Problem Description
Given a binary string s and a positive integer k, you are allowed to repeatedly choose any contiguous substring of length k and flip all its characters (i.e. change 0 to 1 and 1 to 0). Determine the number of distinct binary strings that can be obtained through any sequence of such operations. Return the answer modulo 10^9+7.
Key Insights
- Flipping a substring is an involution (flipping twice is equivalent to no change).
- Every operation can be treated as a binary decision (flip or not flip) on each possible starting index.
- The effect of each flip spans k consecutive bits and these effects are applied modulo 2.
- Mapping the sequence of flip decisions (on all valid starting indices) to the final binary string is a linear transformation over GF(2).
- It turns out that the transformation is injective, and the number of independent operations equals the number of valid starting positions, i.e. (n – k + 1), where n is the length of s.
Space and Time Complexity
Time Complexity: O(log n) (using fast modular exponentiation) Space Complexity: O(1)
Solution
The problem can be analyzed in terms of linear algebra in GF(2). Label each valid flip decision by a binary variable f_i, where 0 ≤ i ≤ n - k.
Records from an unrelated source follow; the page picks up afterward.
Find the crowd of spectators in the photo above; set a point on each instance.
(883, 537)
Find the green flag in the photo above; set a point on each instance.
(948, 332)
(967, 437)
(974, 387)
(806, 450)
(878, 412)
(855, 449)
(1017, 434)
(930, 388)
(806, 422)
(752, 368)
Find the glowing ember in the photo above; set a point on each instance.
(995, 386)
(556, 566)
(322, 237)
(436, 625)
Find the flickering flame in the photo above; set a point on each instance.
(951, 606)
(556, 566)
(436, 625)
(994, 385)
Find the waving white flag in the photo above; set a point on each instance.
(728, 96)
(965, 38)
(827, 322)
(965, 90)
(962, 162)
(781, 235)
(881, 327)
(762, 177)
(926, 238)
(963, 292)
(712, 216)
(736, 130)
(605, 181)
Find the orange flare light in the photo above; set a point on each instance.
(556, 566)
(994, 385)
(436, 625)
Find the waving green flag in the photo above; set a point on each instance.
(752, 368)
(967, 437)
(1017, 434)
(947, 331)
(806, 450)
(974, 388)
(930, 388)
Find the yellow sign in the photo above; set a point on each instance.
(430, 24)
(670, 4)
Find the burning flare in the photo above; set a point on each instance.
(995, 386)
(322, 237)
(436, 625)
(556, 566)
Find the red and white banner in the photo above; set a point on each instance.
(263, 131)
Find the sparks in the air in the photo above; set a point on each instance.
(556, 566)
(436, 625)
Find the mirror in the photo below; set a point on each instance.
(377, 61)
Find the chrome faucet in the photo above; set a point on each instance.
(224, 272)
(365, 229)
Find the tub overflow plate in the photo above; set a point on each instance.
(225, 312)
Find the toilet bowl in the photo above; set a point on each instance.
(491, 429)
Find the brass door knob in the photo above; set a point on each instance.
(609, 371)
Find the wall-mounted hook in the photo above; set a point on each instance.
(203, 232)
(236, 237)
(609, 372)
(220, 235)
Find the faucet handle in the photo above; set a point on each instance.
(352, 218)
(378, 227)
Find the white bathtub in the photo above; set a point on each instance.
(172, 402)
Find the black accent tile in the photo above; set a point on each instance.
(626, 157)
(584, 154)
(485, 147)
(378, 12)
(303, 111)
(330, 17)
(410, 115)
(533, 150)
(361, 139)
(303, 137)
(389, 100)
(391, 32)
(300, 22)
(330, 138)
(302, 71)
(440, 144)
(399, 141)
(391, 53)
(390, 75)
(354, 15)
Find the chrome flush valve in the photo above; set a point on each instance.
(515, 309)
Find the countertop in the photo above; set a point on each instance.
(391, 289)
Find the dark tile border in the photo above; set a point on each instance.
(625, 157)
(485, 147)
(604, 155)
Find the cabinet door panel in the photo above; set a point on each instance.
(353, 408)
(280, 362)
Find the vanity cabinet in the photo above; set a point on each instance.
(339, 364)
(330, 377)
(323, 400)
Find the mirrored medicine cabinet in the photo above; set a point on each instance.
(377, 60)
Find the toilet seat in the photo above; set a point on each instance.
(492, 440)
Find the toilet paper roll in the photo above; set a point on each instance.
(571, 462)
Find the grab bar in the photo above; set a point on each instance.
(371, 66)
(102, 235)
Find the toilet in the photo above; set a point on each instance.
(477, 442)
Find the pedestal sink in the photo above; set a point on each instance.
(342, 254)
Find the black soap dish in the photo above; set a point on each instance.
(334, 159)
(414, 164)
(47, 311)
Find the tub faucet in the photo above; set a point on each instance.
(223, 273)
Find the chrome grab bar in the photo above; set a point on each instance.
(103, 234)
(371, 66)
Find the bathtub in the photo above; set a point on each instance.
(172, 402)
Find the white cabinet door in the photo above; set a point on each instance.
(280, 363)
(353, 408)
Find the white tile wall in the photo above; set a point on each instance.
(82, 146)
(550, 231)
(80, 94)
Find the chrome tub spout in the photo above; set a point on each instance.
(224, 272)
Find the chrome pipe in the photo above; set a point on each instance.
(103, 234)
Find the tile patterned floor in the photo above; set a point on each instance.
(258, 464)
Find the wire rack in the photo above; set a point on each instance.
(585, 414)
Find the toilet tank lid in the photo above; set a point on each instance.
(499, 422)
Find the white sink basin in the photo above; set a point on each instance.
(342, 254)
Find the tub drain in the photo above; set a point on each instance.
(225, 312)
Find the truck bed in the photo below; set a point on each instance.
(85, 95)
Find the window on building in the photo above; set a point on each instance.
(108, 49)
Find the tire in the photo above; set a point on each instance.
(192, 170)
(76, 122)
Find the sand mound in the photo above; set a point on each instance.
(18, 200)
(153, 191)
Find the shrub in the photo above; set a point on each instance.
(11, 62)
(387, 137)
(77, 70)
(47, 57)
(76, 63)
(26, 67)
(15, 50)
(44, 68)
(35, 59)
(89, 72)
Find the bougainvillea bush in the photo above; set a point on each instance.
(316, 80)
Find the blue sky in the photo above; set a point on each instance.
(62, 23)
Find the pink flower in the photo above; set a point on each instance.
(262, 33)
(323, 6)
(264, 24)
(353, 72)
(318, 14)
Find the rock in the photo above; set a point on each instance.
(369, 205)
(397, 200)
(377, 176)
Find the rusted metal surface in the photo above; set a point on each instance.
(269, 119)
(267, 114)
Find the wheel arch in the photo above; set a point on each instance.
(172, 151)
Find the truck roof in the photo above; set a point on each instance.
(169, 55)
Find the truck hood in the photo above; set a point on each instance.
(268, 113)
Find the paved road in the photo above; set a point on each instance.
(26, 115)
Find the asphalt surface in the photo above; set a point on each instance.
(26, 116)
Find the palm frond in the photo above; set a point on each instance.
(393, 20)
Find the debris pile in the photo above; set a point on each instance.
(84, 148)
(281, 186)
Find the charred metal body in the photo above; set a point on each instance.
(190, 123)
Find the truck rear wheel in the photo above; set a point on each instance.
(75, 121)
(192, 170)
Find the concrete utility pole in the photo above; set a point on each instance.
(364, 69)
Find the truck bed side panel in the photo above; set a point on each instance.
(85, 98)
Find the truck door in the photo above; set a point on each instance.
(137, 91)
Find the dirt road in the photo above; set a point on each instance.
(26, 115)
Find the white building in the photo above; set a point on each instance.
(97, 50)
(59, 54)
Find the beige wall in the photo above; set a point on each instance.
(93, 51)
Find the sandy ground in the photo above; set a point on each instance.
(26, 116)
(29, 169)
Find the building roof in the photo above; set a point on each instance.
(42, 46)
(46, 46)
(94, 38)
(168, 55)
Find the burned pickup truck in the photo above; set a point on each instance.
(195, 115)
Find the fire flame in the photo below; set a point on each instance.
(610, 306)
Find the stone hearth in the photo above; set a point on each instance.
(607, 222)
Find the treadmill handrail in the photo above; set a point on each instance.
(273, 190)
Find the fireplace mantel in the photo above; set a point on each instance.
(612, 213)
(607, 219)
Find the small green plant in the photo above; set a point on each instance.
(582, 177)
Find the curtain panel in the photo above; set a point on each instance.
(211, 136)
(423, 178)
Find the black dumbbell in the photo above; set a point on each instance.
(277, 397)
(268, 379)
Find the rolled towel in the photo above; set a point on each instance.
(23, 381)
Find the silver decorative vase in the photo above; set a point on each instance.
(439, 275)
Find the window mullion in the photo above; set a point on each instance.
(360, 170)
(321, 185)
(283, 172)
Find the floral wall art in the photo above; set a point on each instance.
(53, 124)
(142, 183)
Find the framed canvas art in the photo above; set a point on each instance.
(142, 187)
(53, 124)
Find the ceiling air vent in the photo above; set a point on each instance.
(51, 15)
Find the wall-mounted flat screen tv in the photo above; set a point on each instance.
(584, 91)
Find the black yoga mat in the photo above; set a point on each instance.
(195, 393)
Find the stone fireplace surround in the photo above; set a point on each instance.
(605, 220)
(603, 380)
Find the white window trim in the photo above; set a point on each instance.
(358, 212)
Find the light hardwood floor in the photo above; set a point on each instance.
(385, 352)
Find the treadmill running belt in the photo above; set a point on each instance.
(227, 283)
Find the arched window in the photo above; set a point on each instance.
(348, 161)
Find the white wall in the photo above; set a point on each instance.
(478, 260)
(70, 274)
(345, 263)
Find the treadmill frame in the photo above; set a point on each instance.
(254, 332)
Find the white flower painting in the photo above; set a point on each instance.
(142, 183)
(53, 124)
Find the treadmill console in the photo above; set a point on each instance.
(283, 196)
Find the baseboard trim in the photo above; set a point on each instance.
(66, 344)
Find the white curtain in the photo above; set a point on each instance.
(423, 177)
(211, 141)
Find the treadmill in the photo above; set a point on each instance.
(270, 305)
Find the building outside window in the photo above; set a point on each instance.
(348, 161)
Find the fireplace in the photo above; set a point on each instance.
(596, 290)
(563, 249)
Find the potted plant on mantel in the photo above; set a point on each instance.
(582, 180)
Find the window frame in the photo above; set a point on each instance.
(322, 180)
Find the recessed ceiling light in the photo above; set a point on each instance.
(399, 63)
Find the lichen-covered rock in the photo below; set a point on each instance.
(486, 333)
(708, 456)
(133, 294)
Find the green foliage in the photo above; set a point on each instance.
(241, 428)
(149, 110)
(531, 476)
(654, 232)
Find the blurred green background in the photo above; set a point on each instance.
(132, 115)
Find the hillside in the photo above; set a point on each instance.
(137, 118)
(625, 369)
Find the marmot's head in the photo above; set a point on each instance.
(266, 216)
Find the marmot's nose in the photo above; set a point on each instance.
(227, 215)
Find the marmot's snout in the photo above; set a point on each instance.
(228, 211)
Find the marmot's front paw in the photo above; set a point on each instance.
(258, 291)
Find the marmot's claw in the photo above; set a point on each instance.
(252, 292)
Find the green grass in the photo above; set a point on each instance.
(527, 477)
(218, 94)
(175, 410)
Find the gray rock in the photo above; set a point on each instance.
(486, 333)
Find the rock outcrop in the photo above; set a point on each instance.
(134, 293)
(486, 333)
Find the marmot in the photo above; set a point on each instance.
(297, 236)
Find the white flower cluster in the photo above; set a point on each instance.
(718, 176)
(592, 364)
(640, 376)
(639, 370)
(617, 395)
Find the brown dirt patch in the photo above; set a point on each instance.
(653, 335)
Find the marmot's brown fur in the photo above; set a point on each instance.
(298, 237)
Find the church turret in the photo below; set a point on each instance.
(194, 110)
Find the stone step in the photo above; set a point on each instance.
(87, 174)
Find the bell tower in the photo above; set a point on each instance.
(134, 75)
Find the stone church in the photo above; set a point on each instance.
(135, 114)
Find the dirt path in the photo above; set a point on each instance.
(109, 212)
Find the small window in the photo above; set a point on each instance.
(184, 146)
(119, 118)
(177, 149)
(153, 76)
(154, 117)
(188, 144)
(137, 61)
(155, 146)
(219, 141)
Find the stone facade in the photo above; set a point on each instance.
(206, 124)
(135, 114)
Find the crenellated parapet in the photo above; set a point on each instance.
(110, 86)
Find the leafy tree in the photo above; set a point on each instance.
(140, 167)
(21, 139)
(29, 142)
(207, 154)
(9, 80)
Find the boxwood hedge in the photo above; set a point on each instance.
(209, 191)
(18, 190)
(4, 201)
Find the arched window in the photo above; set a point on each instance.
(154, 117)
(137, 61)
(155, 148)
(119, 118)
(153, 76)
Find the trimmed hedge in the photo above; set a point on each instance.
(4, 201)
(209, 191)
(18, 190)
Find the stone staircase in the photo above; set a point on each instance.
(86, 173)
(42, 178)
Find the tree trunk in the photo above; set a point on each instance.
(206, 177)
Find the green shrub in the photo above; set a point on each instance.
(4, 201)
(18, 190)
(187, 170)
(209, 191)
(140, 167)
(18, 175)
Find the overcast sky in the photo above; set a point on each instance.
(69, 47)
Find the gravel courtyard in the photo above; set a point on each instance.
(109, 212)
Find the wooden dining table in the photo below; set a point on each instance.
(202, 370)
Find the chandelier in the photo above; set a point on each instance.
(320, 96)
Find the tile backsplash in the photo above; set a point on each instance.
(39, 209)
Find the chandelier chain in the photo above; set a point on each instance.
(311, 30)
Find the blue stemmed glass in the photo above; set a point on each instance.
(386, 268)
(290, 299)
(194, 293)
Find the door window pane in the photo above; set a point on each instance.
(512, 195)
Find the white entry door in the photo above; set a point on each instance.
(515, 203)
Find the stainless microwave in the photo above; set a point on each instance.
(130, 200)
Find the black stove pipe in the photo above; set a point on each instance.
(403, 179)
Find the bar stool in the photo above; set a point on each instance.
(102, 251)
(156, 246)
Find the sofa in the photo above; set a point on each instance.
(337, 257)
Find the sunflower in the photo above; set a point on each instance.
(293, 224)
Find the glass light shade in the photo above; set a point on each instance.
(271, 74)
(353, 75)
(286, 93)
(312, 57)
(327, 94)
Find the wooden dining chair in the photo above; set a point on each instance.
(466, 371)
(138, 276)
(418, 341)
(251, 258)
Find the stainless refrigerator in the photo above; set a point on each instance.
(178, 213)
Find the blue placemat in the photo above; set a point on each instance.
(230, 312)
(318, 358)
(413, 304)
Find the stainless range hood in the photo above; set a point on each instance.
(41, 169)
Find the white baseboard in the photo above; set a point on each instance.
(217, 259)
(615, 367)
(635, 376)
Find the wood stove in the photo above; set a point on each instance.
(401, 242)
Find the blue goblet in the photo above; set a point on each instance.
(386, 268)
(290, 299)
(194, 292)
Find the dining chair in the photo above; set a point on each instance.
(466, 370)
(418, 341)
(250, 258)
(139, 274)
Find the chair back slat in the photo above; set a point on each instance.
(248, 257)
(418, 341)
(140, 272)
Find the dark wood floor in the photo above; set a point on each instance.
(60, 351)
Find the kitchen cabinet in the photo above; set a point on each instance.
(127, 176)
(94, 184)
Flipping a substring starting at index i affects the bits from index i to i+k-1. The final bit at any position j is given by the original s[j] XOR the XOR-sum of all f_i such that the substring starting at i covers index j. This mapping from the flip decisions (vector of length n-k+1) to the final string is a linear function over GF(2). It can be shown that this transformation is injective (has full column rank), and hence every unique combination of flip decisions produces a distinct outcome.
There are exactly 2^(n-k+1) possible ways to choose the flip decisions. Since the original string s only acts as a fixed offset, the number of distinct outcomes is exactly 2^(n-k+1). To meet the modulus requirement, fast modular exponentiation is used for efficiency.